Adnan Amin: Auch wenn es in Mitteleuropa derzeit kalt ist, wird 2010 das wärmste Jahr, seit es Wetteraufzeichnungen gibt. Laut Weltmeteorologieorganisation liegt die globale Temperatur um 0,55 Grad Celsius über dem Schnitt der Jahre 1961 bis 1990. Und im nächsten Jahr werden die Treibhausgasemissionen, die den Klimawandel hervorrufen, voraussichtlich Rekordgröße erreichen. Die extremen Wetterlagen - jüngst die Flut in Pakistan oder Dürren in Afrika - zeigen: Die Zukunft wird bedrohlich anders sein als heute.

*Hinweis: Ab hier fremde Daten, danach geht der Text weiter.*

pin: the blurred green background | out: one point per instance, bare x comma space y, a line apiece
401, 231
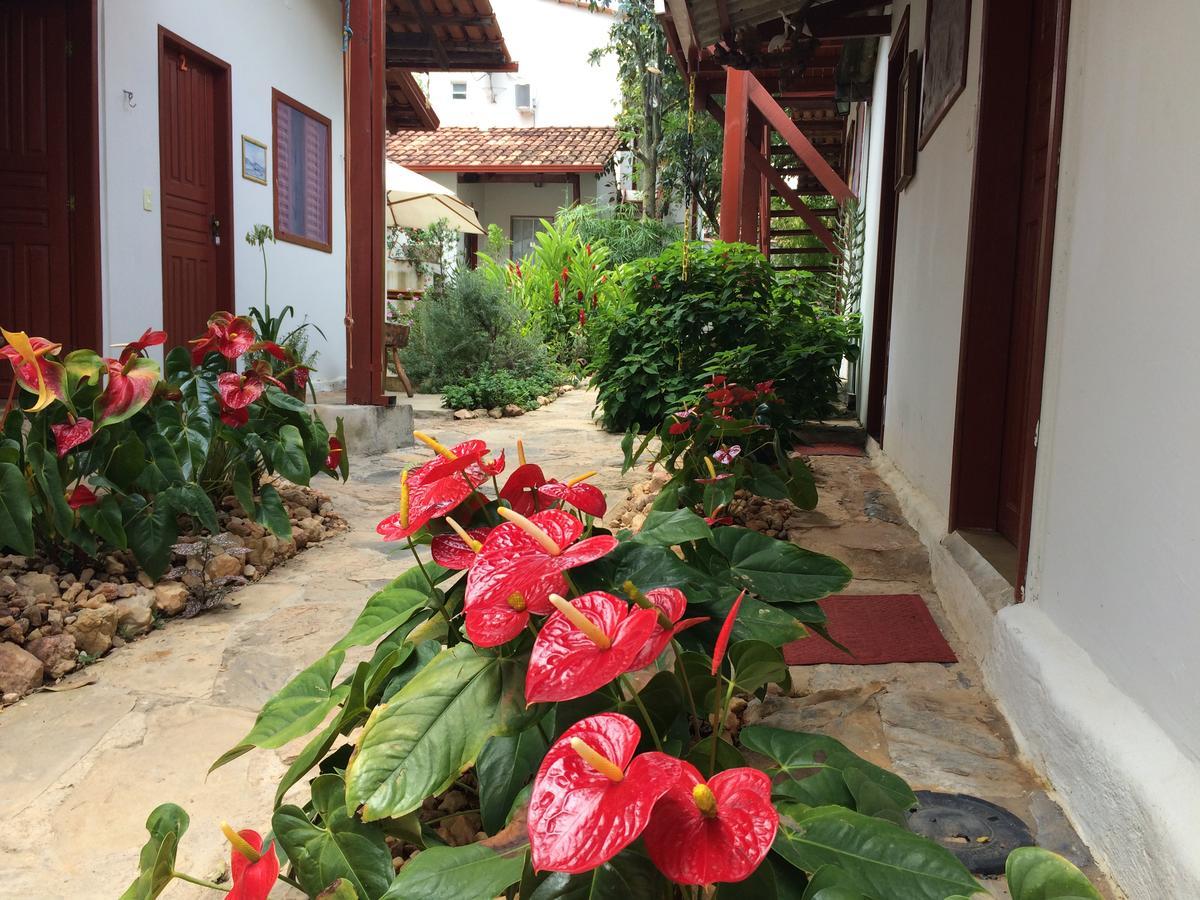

Die Bundesregierung sagt, man brauche Atomkraft als Brücke hin zu 100 Prozent Ökoenergien - richtig oder falsch?
Das ist ihre Entscheidung. Jede Regierung muss mit ihrer Bevölkerung sehen, ob es gerechtfertigt ist, die Risiken der Atomkraft einzugehen.
Adnan Amin, 1957 geboren, leitet seit November 2010 die Internationale Agentur für erneuerbare Energien, Irena, in Abu Dhabi. Sie ist ein Gegengewicht zur Internationalen Energieagentur IEA.
Aber Atomkraft verstopft die Leitung und verhindert Investitionen in Ökoenergien …
Das sehe ich anders: Die nötigen Investitionen für neue Reaktoren sind schon heute gigantisch. Und der Bau wird jedes Jahr 15 Prozent teurer, haben Forscher am Massachusetts Institute of Technology berechnet. Selbst Großbanken warnen vor finanziellen Risiken. Bis ein Atomkraftwerk gebaut ist, vergeht zudem viel Zeit. Derweil werden erneuerbare Energien immer wettbewerbsfähiger. Die meisten Investitionen werden künftig in Wind- und Solarenergie sowie in Stromnetze fließen.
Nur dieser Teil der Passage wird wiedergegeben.